Moonlighting, a mobile on-demand freelance marketplace, on Wednesday entered into a strategic partnership agreement for blockchain with Kelly Services, a workforce solutions company.
Kelly Services plans to use the freelancing community subscribed on Moonlight’s new Blockchain Profile Management System (BPMS), due to launch in August 2019. The BPMS is essentially online resumes on a blockchain. But a key benefit to freelancers is the resume or profile is portable.
“Mobile technology, self-service, and the platform economy are all priorities for the modern workforce,” said John Healy, VP and Managing Director of Kelly’s Office of the Future of Work. “And with data privacy emerging with an ever-increasing focus, we expect blockchain technology to offer even greater opportunities for a more efficient and secure process in the upcoming years.”

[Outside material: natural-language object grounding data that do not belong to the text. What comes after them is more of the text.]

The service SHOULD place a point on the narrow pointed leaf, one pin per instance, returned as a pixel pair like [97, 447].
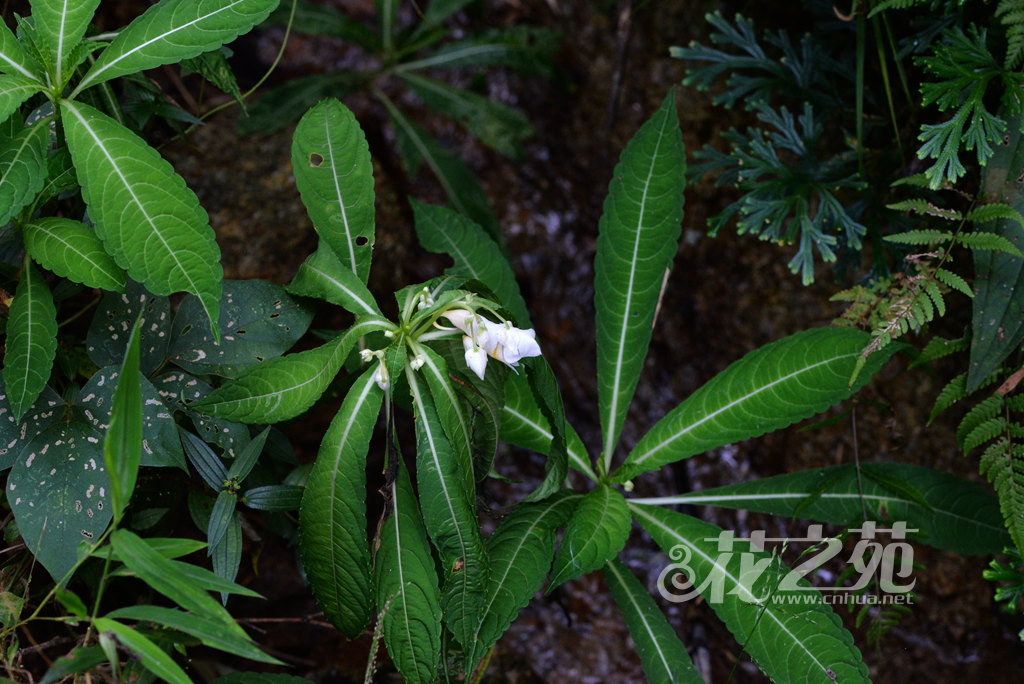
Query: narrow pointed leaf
[524, 425]
[148, 220]
[457, 179]
[209, 632]
[32, 341]
[333, 172]
[283, 388]
[596, 533]
[408, 598]
[14, 60]
[59, 494]
[519, 552]
[476, 255]
[800, 640]
[451, 518]
[172, 31]
[545, 389]
[768, 389]
[60, 26]
[123, 446]
[150, 654]
[165, 576]
[73, 250]
[663, 655]
[333, 514]
[639, 234]
[323, 275]
[960, 516]
[455, 419]
[23, 168]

The BPMS project will load over 700,000 profiles currently on Moonlighting onto a public blockchain. By having the resumes on a network, it will allow portability, hiring data like reviews, referrals and recommendations as well as verifications of third-party licenses and certifications.
The blockchain network will directly help job-seekers and professionals, by eliminating the need to upload and verify their skills, profiles and documents on every job marketplace.
Apart from saving time, the network will also assist companies looking to hire verified professionals from a larger pool.
Moonlighting’s BPMS will run on the EOSIO protocol. It will allow job-seekers to create trusted work profiles which can also be accessed by other freelance and gig marketplaces.
Earlier this year, Moonlighting announced funding from FinLab EOS VC Fund, a venture capital fund backed by FinLab AG and Block.one, the publisher of the blockchain protocol EOSIO. EOS conducted a year-long ICO and raised $4 billion, the biggest ICO raise by a large margin.
“Block.one’s EOS VC division continues to support endeavors that bring real-world solutions to life for blockchain,” shared Paul Grotowski, COO of EOS VC. “We’re excited to see the EOSIO protocol at work and in action for something meaningful like helping people find work.”
Founded in 2014, Moonlighting is not a blockchain company but is now adopting the technology. It already has significant distribution through deals with U.S. news companies Gannett, McClatchy and Tribune. As a result, Moonlighting is featured on 150 sites including the USA Today and the L.A. Times.
Other recruitment blockchains
Recruitment websites haven’t been that active in blockchain to date. One exception is Recruit, the owner of Indeed and Glassdoor which set up a $25 million fund to invest in tokens rather than shares.
To date the main focus of blockchain for recruitment has been for verifying credentials where there is a lot of activity. One of the biggest players in the sector is Sovrin. But major consultancies PwC and Deloitte both have credentialing solutions.
The Health sector has significant activity. For example, blockchain is used to verify qualifications for foreign nurses working in the U.S. Plus there are solutions from the Synaptic Health Alliance backed by big insurers, from Hashed Health’s ProCredEx, and an IBM consortium.